Con lo dicho hasta ahora, parece bastante obvio que el interés de las ontologías para el terminólogo debería ser grande. Una ontología es una formalización consensuada de un sistema conceptual, precisamente el campo de acción del terminólogo, cuyo ámbito de trabajo va mucho más allá de la mera recopilación de palabras pertenecientes a un dominio especializado. El terminólogo trabaja con conceptos, y de forma sistemática elabora y define las relaciones conceptuales que existen entre esos conceptos, crea taxonomías y especifica cuáles son las unidades léxicas que se emplean en las diversas lenguas objeto de su estudio para hacer referencia a esos conceptos. Por tanto, a primera vista parece que la disponibilidad de un sistema de representación conceptual formalizado, explícito y, lo que quizás sea más importante, estandarizado y consensuado, es algo que debería facilitar parte de la labor del terminólogo.

La estructuración conceptual no es nuevo en terminología. De hecho, encontramos referencias a la necesidad de desarrollar esta actividad en cualquier manual de terminología (Sager, 1990; Cabré, 1993; Wright & Budin, 1997). Como nos recuerda Sager:

«A theory of terminology is usually considered as having three basic tasks: it has to account for sets of concepts as discrete entities of the knowledge structure; it has to account for sets of interrelated linguistic entities which are somehow associated with concepts grouped and structured according to cognitive principles; it has, lastly, to establish the link between concepts and terms, which is traditionally done by definitions.» (Sager, 1990: 21).

Luego, la estructuración del conocimiento aparece como el objetivo primero del terminólogo y determinante del resto del proceso. Otra cosa es lo que en la práctica se ha hecho efectivamente, pues el contexto de trabajo del terminólogo determina en gran medida su metodología y sus resultados, como también lo hace el tipo de herramientas que emplea.

Por otro lado, la definición de “término” de ISO, no deja lugar a dudas que los sistemas conceptuales juegan en el ámbito de la terminología (ISO 1087-1, 2000): “verbal
designation of a general concept in a specific subject field”
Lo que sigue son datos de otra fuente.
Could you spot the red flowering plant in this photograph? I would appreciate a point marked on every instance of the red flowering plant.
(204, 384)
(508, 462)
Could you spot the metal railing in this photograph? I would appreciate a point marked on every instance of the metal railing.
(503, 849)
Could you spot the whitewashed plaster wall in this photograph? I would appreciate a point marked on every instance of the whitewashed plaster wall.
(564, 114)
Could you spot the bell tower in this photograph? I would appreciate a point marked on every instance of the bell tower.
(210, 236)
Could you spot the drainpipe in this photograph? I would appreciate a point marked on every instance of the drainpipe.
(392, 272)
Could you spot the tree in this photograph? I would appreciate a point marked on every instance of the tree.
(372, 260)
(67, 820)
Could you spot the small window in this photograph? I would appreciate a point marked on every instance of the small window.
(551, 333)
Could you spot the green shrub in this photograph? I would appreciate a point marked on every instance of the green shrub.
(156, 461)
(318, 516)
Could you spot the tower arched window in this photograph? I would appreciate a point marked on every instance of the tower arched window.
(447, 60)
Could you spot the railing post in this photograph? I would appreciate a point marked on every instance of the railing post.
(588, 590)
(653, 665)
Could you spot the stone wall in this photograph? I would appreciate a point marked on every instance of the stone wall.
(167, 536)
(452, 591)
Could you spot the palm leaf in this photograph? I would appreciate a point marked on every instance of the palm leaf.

Existen varias clasificaciones de ontologías dependiendo del criterio que se use (ejemplo claro de lo que mencionábamos más arriba). Dependiendo de su estructuración, una de las clasificaciones que se suelen citar es la que considera un continuum (McGuinness 2002) que iría desde simples listas de palabras hasta estructuras lógicas:

[insertar imagen: “expresividad.tiff”]

Si aceptamos esta gradación, los terminólogos han estado desarrollando ontologías desde siempre, pues, en el peor de los casos, han elaborado listas alfabéticas de términos que, bajo esta perspectiva, vendrían a ser consideradas como un tipo de ontología poco rigurosa o poco precisa. La elaboración de taxonomías y otros sistemas conceptuales con un grado de formalidad variable también han formado parte del quehacer tradicional del terminólogo sistemático, normalmente como punto de partida para la organización del sistema conceptual de un dominio nuevo. Por supuesto, esto no quiere decir que todos estos tipos de recursos sean lo mismo. En Rees (2003), por ejemplo, se puede encontrar una definición de cada uno de ellos, con atención a las características que los diferencian.

Algo importante a considerar es que la construcción de una ontología, además de aportar rigor y sistematicidad al estudio terminológico, generará un recurso que podrá ser empleado para otros fines además de la motivación principal de la terminología (la traducción). Como recuerdan (Gillam, Tariq & Ahmad, 2005), este aspecto puede resultar una importante motivación, ya que la ciencia terminológica puede contribuir de forma significativa al actual debate sobre las ontologías.

Lo que merece la pena resaltar es que subir uno (o dos) peldaños en esta escala hasta llegar a sustituir nuestro sistema conceptual, más o menos rudimentario, por un sistema de representación conceptual formalizado, no debería resultar especialmente traumático para el terminólogo.

5. ¿Necesito una ontología?

La relevancia de las ontologías parece, por tanto, bastante evidente, como también se puede deducir que crear una ontología, en lugar de una representación conceptual “informal” es una tarea relativamente compleja que repercutirá en el tiempo necesario para completar el trabajo terminográfico. La cuestión es hasta qué punto es rentable o aconsejable esta inversión “extra” de tiempo y esfuerzo.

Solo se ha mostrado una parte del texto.